Take Flight To Boost The Bottom Line
Many small companies are discovering the benefits of flying their own aircraft.
Another three days wasted for two meetings. You suffer through this torture every month: the better part of a week spent in two-bit airports and motels. The problem is that you've got customers and vendors spread out over three states, and you have to visit them regularly.
Why not buy an airplane? More and more small companies are discovering the advantages of corporate aviation. In a survey performed for INC., 12% of the subscribers who responded said their companies (with average sales of $7.7 million) own or lease one or more aircraft. Another 12% said they contemplate leasing or purchasing one within the next two years.
Some of that corporate flying developed out of necessity. Some places on the map are now much harder to reach by commercial airline than they were several years age, because the Airline Deregulation Act of 1978 reduced service to many small airports by allowing airlines to abandon unprofitable routes. Where there used to be six flights a day, there may be only one. Today, only about 600 of the approximately 15,000 airports in the United States can be reached by commercial carrier. A private airplane can get to them all.
Another impetus to small-business aviation comes from the August 1981 changes in the tax laws involving depreciation and investment tax credits. Instead of being depreciated over seven years, planes can now be written off in five. And a 10% investment tax credit can be taken up front, as long as the plane is kept for five years; if it's sold before that, a portion of the tax credit can still be used. Before the changes, the plane had to be kept for seven years to qualify for any investment tax credit.
Even without tax considerations or the growing inconvenience of commercial flying, corporate aircraft can make excellent business sense.
A corporate plane can give small companies a surprising amount of power over competitors. It can be used as a marketing tool, transporting customers to the company's product or vice versa. It affords a quantum jump in a company's ability to provide fast service. It can make an emergency less of an emergency.
Certain companies, of course, are more likely candidates than others for aircraft ownership. Prime among them are those that are geographically diversified.
"Say you have a main plant in Chicago, and six operating locations in adjoining states," says David Poust, corporate aviation consultant for Beckett Aviation, a flight-service company at Midway Airport in Chicago. "Chances are, the other locations will be in small cities, away from commercial airports. Then, a two-hour business meeting can mean a two-day trip. With a plane, you're there and back in a day."

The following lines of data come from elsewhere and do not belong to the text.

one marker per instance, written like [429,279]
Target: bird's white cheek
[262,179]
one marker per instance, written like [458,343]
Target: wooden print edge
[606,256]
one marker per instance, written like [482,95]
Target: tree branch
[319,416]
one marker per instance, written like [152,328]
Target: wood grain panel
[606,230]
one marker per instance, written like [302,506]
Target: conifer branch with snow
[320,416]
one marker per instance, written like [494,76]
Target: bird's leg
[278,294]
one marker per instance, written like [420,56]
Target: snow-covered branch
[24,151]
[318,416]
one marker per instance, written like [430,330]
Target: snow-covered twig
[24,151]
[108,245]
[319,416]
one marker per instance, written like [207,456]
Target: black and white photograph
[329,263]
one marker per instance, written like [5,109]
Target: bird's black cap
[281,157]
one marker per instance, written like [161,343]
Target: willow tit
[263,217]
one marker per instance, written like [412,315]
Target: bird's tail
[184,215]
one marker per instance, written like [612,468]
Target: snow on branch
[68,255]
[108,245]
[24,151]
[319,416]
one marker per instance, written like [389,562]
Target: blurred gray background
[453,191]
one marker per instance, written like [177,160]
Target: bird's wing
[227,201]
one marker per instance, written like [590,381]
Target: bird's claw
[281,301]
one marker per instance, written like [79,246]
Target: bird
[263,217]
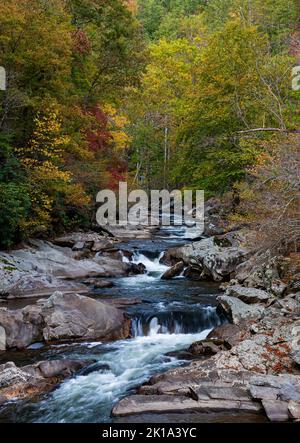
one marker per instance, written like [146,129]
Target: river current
[172,315]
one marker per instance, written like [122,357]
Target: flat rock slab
[248,295]
[294,410]
[239,311]
[138,404]
[276,410]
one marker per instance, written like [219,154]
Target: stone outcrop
[63,317]
[174,271]
[41,268]
[32,380]
[248,295]
[250,367]
[210,258]
[238,311]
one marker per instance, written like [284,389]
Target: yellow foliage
[117,123]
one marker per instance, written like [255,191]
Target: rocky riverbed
[136,322]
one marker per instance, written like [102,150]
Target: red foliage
[99,138]
[98,135]
[82,44]
[117,174]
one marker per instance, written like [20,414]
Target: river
[172,315]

Ed Lawler believes that his plane has been crucial to the growth of the company he heads -- Lawler Co. of Metuchen, N.J., a family owned concern that buys and sells used equipment for the mining, quarrying, and cement industries. He does most of his business in isolated areas, inaccessible by commercial aircraft.
"Right now, I'm doing a job in Virginia," Lawler says. "I leave Newark Airport after a full day's work and arrive in time for dinner. I get a good night's sleep, get up, and do the job -- and make it back to the office in time to get some work done. By commercial airline, that would be impossible. If I didn't have the plane, I'd have to hire four more people to do what I do -- and I wouldn't have half the fun."

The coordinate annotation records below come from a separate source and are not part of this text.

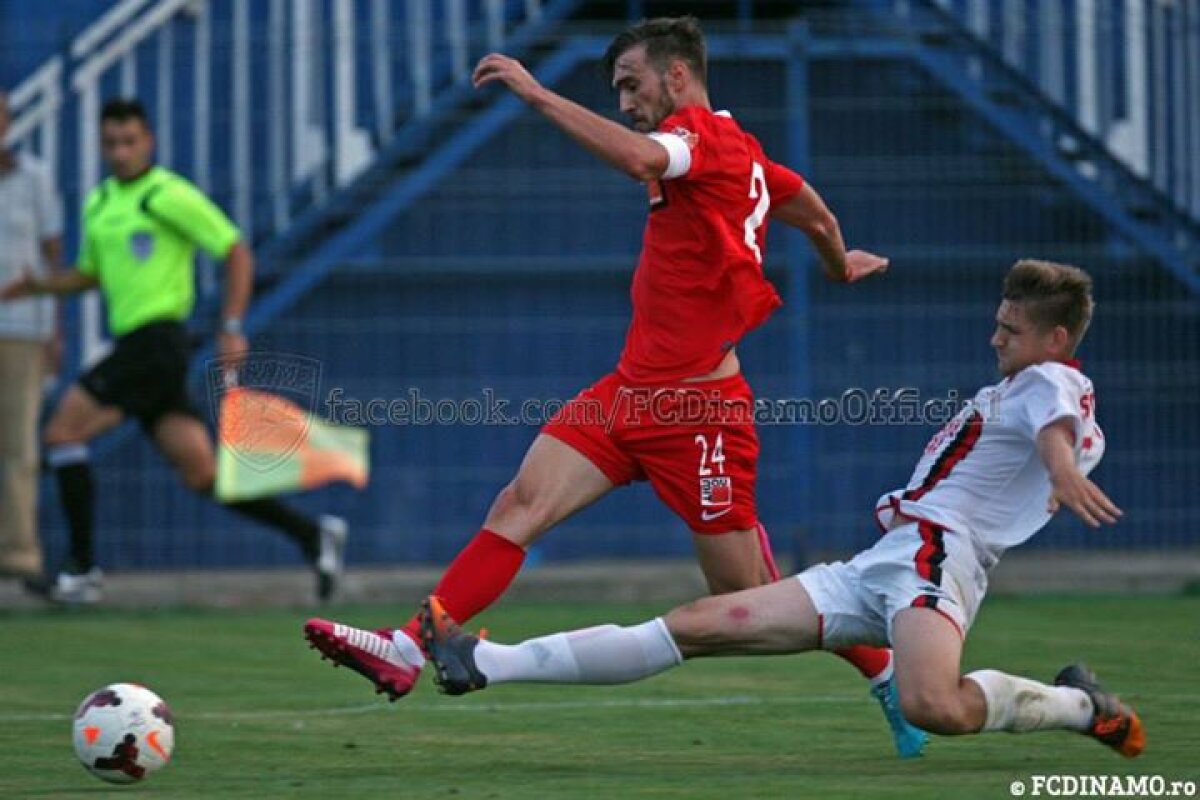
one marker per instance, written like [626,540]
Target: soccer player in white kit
[987,481]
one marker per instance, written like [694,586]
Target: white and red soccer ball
[123,733]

For Lawler, getting into flying was easy. He was a pilot for Pan Am for 20 years before he joined his family's company. One of his first acquisitions at Lawler Co. was a Cessna 340 -- a twin-engine piston plane that seats five plus the pilot. But Lawler's plane does much more than just speed up travel.
"It's an incredible sales tool," he says. "If I'm doing business 100 miles from a prospective customer, I can call him up and tell him I'd like to meet him at his local general aviation airport. He usually agrees -- and is overcome with curiosity. People tend to remember you when you arrive in a private plane. They remember that the competition didn't." Lawler is thinking of emblazoning the slogan "Money Maker" on his airplane.

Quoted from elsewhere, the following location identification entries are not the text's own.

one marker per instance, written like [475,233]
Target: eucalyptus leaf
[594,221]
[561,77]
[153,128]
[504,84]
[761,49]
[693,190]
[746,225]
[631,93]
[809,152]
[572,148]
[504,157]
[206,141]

A business aircraft can bring a customer to a product that's impractical to move. "If we didn't have a plane," says Dave Beckman, pilot for W.E. Andrews Co. Inc., a printing company with $16 million in sales, "I doubt we'd do the business we do. I pick the customer up in the morning at his office, give him some coffee and doughnuts, and fly him to one of our three plants in Massachusetts, Connecticut, or Florida. He disembarks, takes a look at his job on the press, and then I fly him back. It gives us one hell of a competitive edge." Beckman flies an eight-passenger Navajo Chieftain.